Johnson, unlike our current president, resigned as felt that he had lied to
the American people based upon intelligence (and reports) provided to him by
Westmoreland and his (Johnson's) cabinet.  Johnson assumed the moral high
ground, assumed full responsibility, and withdrew from the 1968 election.  I
hated him for withdrawing form the election.  I felt that had he stuck it
out, he would have beaten Nixon and our troops would have been home a lot
sooner than 1975.  

 

Current estimations (discussed last night on a news show, of which the name
escapes me) are that we would require 150,000 troops on the ground in Iraq
for the next two years (at a MINIMUM).

 

How many more body bags are we going to fill before somebody at 1600
Pennsylvania Avenue, Washington DC assumes some level of responsibility and
decides it is time to bring our troops home?

 

Tom Hansen

Moscow, Idaho

 

We could learn a lot from crayons: some are sharp, some are pretty, some are
dull, some have weird names, and all are different colors....but they all
exist very nicely in the same box. 

  _____  

From: vision2020-bounces at moscow.com [mailto:vision2020-bounces at moscow.com]
On Behalf Of Sunil Ramalingam
Sent: Wednesday, January 26, 2005 2:10 PM
To: vision2020 at moscow.com
Subject: RE: [Vision2020] Happy Birthday

 

You call it 'harping,' and you can't point to a historical model because
there isn't one that works to support your theories.  Maybe what you predict
will take place, but they're faith-based, and there's nothing in the past in
that region to suggest that the changes you hope for will occur.  I guess
we'll know in a few years whether history is being made, as you hope, or
repeated, as I suspect.  I think we're re-writing what the English wrought
in the first half of the last century.

If 'democratizing Iraq' was the reason for the war, then we should have had
a national discussion on that very issue.  Congress could have decided if we
should invade another country so that they could be a democracy (I'll set
aside my opinions of the arrogance of that view for now.)  We could have
honestly discussed the costs of such a war.  We could have addressed the
fact that Iraq didn't pose a threat to our security.

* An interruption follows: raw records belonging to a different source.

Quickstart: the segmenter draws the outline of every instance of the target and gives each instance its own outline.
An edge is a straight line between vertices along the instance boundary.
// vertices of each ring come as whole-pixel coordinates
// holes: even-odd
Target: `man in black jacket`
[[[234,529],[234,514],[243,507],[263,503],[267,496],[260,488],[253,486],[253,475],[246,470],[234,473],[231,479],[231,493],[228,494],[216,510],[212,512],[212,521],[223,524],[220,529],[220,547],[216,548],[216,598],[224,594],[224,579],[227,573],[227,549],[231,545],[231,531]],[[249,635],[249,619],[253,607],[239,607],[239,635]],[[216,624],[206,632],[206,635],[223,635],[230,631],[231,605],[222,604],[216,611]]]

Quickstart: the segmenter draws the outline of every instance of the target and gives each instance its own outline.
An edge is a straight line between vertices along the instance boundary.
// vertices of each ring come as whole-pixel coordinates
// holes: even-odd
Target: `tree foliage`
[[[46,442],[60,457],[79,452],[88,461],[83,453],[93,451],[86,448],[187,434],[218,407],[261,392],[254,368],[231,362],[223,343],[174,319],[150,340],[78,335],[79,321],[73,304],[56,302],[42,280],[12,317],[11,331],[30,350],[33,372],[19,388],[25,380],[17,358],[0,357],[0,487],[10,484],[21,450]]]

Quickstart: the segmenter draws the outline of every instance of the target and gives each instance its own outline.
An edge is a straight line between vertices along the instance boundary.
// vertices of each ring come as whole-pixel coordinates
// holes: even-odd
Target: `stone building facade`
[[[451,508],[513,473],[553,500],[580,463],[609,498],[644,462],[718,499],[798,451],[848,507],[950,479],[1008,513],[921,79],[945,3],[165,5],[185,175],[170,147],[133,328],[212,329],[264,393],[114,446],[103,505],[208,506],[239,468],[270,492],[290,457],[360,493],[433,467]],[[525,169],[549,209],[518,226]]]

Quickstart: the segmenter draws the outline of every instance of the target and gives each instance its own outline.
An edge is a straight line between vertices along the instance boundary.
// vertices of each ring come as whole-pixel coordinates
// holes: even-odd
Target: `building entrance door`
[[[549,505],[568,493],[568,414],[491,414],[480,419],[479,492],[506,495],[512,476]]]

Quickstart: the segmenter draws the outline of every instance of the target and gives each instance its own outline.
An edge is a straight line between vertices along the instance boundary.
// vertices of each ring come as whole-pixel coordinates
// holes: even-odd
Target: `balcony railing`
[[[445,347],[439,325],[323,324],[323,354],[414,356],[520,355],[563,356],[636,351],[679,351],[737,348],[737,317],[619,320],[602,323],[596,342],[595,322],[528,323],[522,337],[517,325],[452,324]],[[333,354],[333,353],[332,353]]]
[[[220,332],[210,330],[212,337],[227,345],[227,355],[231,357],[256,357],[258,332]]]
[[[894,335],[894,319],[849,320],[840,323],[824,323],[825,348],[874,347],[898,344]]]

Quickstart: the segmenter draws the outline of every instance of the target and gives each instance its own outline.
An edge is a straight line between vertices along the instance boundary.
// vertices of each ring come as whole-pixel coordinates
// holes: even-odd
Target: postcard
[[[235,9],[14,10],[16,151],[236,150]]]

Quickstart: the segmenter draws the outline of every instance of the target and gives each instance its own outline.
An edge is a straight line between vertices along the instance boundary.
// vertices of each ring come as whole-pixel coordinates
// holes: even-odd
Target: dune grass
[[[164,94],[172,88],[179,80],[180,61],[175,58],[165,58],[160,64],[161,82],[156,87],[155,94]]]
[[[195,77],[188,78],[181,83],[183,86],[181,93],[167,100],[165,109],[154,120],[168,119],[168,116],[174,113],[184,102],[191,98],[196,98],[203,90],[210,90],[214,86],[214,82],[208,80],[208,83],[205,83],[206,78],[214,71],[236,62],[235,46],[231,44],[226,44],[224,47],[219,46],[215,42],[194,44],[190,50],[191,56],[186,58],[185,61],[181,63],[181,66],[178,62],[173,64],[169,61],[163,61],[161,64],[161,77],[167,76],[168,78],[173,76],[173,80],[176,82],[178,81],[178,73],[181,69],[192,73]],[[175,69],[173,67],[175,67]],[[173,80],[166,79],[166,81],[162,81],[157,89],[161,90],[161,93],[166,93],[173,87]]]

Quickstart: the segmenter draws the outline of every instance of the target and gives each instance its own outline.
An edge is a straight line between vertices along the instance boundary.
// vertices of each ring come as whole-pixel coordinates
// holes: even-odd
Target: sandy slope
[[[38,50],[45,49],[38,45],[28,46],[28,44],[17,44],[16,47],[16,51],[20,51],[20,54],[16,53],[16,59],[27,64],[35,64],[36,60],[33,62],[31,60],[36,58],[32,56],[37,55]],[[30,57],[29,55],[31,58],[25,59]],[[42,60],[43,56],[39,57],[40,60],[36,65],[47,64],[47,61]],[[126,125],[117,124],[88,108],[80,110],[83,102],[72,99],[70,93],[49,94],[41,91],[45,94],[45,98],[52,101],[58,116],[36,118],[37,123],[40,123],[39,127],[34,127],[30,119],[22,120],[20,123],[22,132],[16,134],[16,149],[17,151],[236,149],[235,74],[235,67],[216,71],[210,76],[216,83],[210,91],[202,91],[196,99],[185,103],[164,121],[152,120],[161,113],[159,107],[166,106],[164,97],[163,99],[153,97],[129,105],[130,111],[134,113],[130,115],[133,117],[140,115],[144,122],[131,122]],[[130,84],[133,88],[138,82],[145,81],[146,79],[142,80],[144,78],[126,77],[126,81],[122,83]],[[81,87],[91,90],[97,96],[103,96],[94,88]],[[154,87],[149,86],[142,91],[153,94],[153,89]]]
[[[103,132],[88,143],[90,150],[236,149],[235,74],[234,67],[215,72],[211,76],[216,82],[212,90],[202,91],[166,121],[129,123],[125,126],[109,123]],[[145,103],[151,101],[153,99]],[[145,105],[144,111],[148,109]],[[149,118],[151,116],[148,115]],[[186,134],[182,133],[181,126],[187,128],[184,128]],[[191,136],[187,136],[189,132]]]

That's not the discussion we had, and that wasn't the reason we were given.
Instead the administration focused on intelligence that told it what it
wanted to hear, and ignored the rest.  Liars or incompetents?  Are either to
be trusted?

While I'm harping ( and there I was thinking I was engaging in a dialog), do
you disagree with me on my statements regarding our privatization of Iraq's
economy?  How much are Iraqis benefitting from our grab?